I have been fortunate, as well, not to have walked in the shoes 
of people who are starving or hungry or without work or 
employment, nor my family. But I have tremendous empathy for 
folks who do--are faced with those crises, and I think we, as a 
government, should do what we can to help lift them out of 
that, and that includes helping parents work.
    One of the toughest things I think my constituents had--
have to make is when there is snow or no snow in New York 
State, and schools are closed, and parents are in a quandary as 
to what to do with their children, because they have no other 
means of child care but the school system. And it is painful 
for those individuals.
    So, I thank all the panelists today. In particular, I want 
to thank the chairman for calling--holding this hearing.

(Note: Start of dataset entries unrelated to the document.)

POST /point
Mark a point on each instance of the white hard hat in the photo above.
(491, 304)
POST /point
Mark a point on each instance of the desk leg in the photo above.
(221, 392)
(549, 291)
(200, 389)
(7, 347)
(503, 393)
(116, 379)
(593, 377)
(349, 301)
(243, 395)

    Chairman BOUSTANY. I thank the gentleman. That concludes 
all the questions.
    I want to thank our panelists for their, really, tremendous 
testimony and answers to questions in this hearing, looking at 
expanding opportunity by funding what works. I think this 
created a great foundation for us to start with, to really look 
at how we are going to approach these programs.
    I also want to note that there may be additional questions 
that Members have, which is customary. And they will submit 
these in writing, and we will provide your answers to be part 
of the record, as well. We would hope that you can get those 
answers back to us within a two-week period.
    And, with that, the subcommittee stands adjourned.
    [Whereupon, at 11:41 a.m., the Subcommittee was adjourned.]